In the current issue of the Journal of Nuclear Cardiology, Daou et. al. assess the impact of such purely data-driven cardiac respiratory motion correction on the extent and severity of (apparent) myocardial perfusion defects. After demonstrating applicability and feasibility of a motion detection and correction software algorithm (REGAT),13 the authors now translate their preliminary findings into clinical routine by examining its practical implementation in a small sample of patients: In 25 patients undergoing 1-day stress/rest 99mTc-tetrofosmin SPECT-MPI acquired on a CZT camera, the severity and extent of myocardial perfusion defects were compared with and without respiratory motion correction on a visual as well as on a semi-quantitative basis in a total of 49 combined stress and rest studies. On visual assessment, correction for respiratory motion had an impact on the extent and/or severity of a myocardial perfusion defect in 7 of 49 studies (14%), leading to a decrease in 6 out of these 7 studies with the correction expectedly, in particular, affecting the inferior wall. Importantly, the magnitude of cardiac respiratory motion was related to the effect of correction, as 7 of 27 studies (26%) and 3 of 5 studies (60%) with respiratory motion of >10 and >15 mm, respectively, were impacted by respiratory motion correction. Of note, gated SPECT analysis was not performed at this level, as ECG gating was not implemented, therefore not allowing for evaluation of left ventricular volumes and ejection fraction of the respiratory motion-corrected datasets. Furthermore, the REGAT software algorithm currently uses a rigid realignment of the left ventricle, and it remains elusive how a more advanced non-rigid realignment may impact motion detection and correction.

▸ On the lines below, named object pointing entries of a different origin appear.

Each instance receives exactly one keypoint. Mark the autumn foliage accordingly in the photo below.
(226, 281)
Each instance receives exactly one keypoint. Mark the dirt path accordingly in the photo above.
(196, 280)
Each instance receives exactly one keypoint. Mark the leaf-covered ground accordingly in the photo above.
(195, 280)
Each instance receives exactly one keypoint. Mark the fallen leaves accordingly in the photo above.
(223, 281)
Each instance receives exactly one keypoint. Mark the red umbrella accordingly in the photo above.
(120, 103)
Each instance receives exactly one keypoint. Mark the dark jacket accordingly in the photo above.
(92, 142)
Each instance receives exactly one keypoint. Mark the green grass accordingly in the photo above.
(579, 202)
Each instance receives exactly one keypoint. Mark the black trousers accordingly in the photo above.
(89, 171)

At first glance, and as the authors mention themselves, the impact of respiratory motion correction may seem moderate at best in view of only 14% of the studies being impacted. However, this number should be put into the proper perspective by comparing the impact of attenuation correction (AC) with computed tomography (CT) on SPECT-MPI, where a significant diagnostic modification was demonstrated in about 20% of abnormal SPECT studies when AC was applied.14 Furthermore, recent data have shown a beneficial effect of respiratory-phase matching between SPECT and CT for AC on image quality and an increase in the frequency of normal scans compared to using conventional free-breathing SPECT with CT for AC acquired at breath-hold.15 While it has yet to be elucidated whether a purely data-driven respiratory motion correction of SPECT may confer a similar benefit on CT attenuation corrected SPECT, it is not unlikely that concomitant correction of attenuation and respiratory motion may even be synergistic, i.e., more powerful than the sum of its parts.

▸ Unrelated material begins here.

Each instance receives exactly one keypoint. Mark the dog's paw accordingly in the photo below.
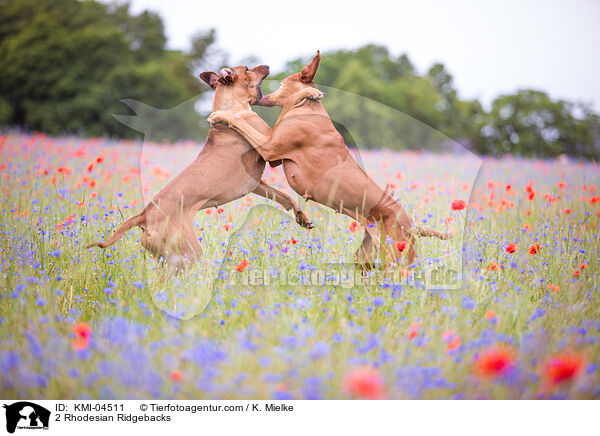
(303, 220)
(315, 94)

Importantly, in the current study, respiratory motion correction not only increased the normalcy rate but also led to an increase of defect extent/severity in two studies. Due to a lack of a functional standard of reference in the present study, it is unclear whether this represents unmasking of true perfusion defects or rather an introduction of novel artifacts. Do we gain sensitivity or lose specificity? Whichever may be the case, future studies are needed to improve our understanding on how to handle and interpret these changes in clinical routine, similarly to CT AC which is well known to introduce artifacts or overcorrect findings.

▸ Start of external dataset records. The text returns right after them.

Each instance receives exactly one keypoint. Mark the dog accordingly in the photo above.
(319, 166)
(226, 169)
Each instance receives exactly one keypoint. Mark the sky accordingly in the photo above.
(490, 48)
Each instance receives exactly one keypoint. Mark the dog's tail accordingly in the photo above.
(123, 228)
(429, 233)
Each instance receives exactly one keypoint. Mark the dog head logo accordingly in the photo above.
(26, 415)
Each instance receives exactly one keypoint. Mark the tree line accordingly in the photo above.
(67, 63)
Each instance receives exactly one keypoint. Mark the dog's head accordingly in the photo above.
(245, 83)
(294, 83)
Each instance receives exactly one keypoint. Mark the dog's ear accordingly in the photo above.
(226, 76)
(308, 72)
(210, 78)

The introduction of CZT cameras has been heralded as a major leap forward in SPECT hardware technology development. However, several improvements remain essential for this novel technology to deliver the anticipated additional benefit in clinical routine, and respiratory motion detection and correction should be counted among them.7,16 Against this background, the authors need to be praised for their research as it represents an illustrative example of transforming theory into a prototype, proving its feasibility and applicability, and finally demonstrating its impact in a real-world clinical setting. However, it goes without saying that the books are far from closed as it remains yet to be elucidated whether data-driven cardiac respiratory motion detection and correction may eventually confer a significant beneficial impact on the diagnostic performance of CZT SPECT imaging.
The University Hospital Zurich holds a research contract with GE Healthcare.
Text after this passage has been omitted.